It took me about three hours to compose this two hundred word fragment of my not quite finished yet work in progress. If it is to be of even a moderate length, I shall need to make plans for living far longer than average.

Duncan could remember with intricate detail the textures and smells of King’s Heath Elementary School, from Madeleine cakes with tea at morning break to the smell of the dusty volumes of forgotten French literature that were stacked in a cupboard known as The Library, and yet he had trouble recalling anything beyond the names of some of the teaching staff. Except for the thighs that carried her through a single Olympic heat – and that was twenty years earlier – the body of Miss Magee presented nothing extraordinary. A moment came to his mind: The class diligently drew their maps of Britain, some more diligently than others.
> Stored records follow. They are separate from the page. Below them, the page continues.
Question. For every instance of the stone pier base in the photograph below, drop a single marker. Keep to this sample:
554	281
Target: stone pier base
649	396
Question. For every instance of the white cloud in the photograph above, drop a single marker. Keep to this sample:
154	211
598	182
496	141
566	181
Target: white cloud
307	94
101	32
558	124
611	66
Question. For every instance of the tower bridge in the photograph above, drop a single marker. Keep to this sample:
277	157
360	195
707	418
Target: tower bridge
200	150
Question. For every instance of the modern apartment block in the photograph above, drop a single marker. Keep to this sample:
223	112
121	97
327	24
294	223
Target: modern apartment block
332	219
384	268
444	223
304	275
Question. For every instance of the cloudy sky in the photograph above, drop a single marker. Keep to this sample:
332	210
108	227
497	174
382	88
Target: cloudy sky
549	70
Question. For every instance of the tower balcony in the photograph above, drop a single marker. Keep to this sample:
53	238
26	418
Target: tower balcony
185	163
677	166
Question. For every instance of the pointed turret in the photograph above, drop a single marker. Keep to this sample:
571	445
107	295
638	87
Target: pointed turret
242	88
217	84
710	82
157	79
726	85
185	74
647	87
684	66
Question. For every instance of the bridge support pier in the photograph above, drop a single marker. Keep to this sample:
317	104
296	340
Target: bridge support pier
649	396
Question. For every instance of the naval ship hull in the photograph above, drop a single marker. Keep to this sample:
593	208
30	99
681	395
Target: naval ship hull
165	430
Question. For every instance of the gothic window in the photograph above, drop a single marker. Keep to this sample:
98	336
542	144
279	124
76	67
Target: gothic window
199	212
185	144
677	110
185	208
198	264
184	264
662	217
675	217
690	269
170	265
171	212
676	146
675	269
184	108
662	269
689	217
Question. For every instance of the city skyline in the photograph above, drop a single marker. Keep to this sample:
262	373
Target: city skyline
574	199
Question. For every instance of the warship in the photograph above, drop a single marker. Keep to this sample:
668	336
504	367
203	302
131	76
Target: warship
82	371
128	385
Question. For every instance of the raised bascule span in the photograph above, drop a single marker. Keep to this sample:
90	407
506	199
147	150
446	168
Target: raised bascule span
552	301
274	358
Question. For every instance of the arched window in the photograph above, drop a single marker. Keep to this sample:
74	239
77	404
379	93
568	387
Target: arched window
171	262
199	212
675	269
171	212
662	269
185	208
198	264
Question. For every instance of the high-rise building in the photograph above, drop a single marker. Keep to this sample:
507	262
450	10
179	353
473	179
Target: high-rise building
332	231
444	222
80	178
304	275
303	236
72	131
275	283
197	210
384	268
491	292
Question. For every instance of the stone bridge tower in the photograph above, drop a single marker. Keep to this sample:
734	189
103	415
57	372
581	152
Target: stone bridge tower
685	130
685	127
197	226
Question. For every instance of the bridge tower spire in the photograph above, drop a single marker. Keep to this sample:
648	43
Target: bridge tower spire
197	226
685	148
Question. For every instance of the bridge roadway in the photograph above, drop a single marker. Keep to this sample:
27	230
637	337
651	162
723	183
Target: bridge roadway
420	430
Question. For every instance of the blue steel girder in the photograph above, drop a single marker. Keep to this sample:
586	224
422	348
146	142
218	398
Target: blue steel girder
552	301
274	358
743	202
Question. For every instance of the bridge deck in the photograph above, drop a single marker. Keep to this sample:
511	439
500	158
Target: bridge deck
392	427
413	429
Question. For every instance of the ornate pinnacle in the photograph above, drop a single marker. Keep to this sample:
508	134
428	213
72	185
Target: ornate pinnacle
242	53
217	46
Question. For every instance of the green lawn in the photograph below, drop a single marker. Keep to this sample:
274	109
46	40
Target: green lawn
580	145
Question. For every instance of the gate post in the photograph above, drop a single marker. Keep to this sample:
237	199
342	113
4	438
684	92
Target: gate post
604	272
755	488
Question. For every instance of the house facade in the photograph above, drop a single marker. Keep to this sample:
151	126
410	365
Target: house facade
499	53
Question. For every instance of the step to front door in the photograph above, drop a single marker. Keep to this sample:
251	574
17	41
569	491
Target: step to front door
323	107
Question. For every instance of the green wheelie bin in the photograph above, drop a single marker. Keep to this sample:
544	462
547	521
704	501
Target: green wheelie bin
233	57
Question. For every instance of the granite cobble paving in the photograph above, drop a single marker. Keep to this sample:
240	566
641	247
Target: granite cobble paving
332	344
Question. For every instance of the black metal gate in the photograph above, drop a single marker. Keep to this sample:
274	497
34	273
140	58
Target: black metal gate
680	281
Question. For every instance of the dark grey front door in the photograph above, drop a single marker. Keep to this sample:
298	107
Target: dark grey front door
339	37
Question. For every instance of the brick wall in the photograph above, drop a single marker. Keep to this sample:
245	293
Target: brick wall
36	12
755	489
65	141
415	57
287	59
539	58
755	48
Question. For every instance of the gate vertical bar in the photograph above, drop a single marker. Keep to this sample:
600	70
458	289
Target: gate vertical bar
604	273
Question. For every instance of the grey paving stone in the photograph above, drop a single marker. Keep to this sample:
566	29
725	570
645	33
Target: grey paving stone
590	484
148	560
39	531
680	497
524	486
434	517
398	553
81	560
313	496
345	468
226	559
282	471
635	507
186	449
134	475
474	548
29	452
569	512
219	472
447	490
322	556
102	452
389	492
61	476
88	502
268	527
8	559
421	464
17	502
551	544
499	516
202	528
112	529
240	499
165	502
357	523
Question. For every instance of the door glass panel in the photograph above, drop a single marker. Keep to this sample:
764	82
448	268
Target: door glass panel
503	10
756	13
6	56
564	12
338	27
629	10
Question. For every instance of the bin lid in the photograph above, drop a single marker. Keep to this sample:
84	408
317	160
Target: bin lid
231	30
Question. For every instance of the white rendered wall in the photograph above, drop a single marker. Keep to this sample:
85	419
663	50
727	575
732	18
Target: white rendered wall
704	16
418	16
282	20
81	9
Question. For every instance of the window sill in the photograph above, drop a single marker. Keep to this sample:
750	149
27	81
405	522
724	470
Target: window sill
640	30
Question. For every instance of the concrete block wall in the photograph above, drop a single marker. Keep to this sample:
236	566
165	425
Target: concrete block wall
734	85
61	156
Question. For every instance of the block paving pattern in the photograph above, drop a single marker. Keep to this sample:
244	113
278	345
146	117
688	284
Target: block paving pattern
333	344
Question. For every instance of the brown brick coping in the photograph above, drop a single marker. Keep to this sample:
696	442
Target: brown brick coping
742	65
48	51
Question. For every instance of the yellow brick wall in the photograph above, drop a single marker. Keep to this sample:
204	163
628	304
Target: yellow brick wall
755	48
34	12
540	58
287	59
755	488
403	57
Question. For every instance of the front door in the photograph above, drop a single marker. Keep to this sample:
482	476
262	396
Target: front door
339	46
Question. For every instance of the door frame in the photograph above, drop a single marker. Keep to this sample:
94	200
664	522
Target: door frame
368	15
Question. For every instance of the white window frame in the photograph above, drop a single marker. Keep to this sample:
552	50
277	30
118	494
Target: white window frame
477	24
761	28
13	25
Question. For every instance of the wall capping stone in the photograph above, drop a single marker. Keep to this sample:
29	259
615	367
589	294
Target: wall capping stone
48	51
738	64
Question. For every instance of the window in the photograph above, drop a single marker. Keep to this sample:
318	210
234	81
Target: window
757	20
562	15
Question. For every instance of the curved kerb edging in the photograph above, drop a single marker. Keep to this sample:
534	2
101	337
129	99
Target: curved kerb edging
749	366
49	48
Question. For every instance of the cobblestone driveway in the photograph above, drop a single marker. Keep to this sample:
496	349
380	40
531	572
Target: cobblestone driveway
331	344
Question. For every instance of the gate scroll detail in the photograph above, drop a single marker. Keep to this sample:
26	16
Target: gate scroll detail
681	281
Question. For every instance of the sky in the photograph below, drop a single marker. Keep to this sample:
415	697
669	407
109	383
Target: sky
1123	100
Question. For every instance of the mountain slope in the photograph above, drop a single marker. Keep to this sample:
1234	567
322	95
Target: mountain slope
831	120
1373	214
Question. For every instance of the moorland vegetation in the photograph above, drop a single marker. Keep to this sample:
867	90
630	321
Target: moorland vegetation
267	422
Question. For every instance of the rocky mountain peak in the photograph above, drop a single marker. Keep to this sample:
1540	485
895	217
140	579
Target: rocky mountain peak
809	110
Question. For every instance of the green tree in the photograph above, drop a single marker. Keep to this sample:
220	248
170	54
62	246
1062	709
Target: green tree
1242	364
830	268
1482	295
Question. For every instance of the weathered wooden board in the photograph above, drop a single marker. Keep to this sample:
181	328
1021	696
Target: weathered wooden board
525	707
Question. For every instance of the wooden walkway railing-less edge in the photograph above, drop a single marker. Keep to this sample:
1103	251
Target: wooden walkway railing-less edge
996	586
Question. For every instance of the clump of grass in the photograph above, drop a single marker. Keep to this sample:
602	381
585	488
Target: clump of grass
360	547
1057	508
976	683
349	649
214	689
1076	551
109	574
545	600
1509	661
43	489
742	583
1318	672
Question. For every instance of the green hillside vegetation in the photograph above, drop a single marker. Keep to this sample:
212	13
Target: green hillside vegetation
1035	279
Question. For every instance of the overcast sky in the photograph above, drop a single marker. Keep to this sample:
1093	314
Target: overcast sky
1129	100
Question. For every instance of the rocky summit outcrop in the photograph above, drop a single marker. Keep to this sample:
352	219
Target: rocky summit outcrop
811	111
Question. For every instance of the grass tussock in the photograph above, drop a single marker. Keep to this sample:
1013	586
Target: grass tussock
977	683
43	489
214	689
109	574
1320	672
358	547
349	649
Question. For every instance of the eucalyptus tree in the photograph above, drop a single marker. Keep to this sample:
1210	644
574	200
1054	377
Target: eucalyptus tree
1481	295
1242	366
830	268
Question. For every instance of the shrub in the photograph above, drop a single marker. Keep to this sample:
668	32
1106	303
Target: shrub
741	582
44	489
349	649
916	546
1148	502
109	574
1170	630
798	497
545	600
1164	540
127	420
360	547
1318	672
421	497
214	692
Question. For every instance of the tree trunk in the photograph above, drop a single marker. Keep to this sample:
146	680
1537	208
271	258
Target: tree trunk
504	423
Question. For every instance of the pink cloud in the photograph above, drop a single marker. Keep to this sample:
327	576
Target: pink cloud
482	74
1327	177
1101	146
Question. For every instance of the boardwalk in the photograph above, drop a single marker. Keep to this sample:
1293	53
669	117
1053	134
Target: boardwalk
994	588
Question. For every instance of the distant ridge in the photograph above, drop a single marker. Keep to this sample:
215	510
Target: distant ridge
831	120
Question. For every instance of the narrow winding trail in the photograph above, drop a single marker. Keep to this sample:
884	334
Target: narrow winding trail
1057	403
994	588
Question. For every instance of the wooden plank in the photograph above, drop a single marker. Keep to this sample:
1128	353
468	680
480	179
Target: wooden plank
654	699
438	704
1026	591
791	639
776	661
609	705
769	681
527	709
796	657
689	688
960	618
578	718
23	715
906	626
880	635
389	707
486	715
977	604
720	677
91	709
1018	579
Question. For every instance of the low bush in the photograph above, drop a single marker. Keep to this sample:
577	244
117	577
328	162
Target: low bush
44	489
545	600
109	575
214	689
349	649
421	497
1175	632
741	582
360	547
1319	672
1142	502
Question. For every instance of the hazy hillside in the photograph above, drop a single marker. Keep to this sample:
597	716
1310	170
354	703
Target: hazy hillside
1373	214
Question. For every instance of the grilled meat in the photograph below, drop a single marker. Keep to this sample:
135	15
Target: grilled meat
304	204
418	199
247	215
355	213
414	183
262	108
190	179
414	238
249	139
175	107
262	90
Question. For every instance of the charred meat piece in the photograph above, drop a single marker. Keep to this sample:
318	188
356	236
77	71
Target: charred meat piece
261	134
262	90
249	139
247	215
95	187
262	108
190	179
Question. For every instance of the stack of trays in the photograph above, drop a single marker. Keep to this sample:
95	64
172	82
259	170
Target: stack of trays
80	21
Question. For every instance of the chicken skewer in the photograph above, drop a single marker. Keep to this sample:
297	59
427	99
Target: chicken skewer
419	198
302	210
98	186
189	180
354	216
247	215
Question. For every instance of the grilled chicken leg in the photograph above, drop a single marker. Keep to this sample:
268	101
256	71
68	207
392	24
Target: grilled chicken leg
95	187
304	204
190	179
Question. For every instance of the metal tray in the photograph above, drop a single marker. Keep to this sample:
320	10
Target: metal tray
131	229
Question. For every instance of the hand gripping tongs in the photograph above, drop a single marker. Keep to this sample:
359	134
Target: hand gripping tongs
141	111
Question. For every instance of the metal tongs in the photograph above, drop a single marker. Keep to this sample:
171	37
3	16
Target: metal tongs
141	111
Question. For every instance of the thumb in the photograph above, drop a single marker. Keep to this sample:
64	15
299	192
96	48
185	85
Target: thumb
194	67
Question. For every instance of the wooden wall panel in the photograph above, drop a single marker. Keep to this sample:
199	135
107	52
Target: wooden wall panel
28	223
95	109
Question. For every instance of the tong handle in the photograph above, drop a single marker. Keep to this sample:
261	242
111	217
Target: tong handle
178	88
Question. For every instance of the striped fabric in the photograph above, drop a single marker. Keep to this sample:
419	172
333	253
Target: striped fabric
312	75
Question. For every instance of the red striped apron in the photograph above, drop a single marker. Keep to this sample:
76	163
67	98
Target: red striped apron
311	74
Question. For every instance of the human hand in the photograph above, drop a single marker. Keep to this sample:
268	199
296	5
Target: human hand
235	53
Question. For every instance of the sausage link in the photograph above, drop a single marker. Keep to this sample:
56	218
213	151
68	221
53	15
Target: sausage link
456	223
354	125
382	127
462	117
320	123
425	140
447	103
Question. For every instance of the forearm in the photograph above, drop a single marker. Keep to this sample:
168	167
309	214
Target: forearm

“Right-o, pencils down now. You should all have finished by now,” she glanced blandly about the room. “Bibi, why are you still drawing?”
“Please miss, I still have to go around all the twiddly bits in Scotland.”

Miss Magee raised her nondescript eyebrows above her colorless eyes, “Then why has everybody else finished? The length of the coastline of Britain doesn’t change however you draw it.”

“Please miss, it only took Barry a minute to draw his because he made it look like a potato. Britain isn’t a potato, miss; there are all these crinkulations and wobtrusions. My coastline is much longer than the one Barry drew, so it takes me longer to draw.” Bibi’s defiance was distinctive and for a moment made Miss. Magee memorable, if unremarkable.

Notes:

The flavor of Madeleline cake dipped in tea is the trigger for the cascade of recollections in Marcel Proust’s multi-volume Remembrance of Things Past.

The first sentence of a Passage to India by E.M.Foster reads, “Except for the Marabar Caves – and they are twenty miles off – the city of Chandrapore presents nothing extraordinary.” Whilst the sentences are of almost identical structure, the earlier one has been transformed to have a very different meaning and aesthetic effect. Transformation is the theme of this work in progress.

The more accurately you measure a coastline, the longer it is. The coastline paradox is the counterintuitive observation that the coastline of a landmass does not have a well-defined length. This results from the fractal-like properties of coastlines first observed by Lewis Fry Richardson.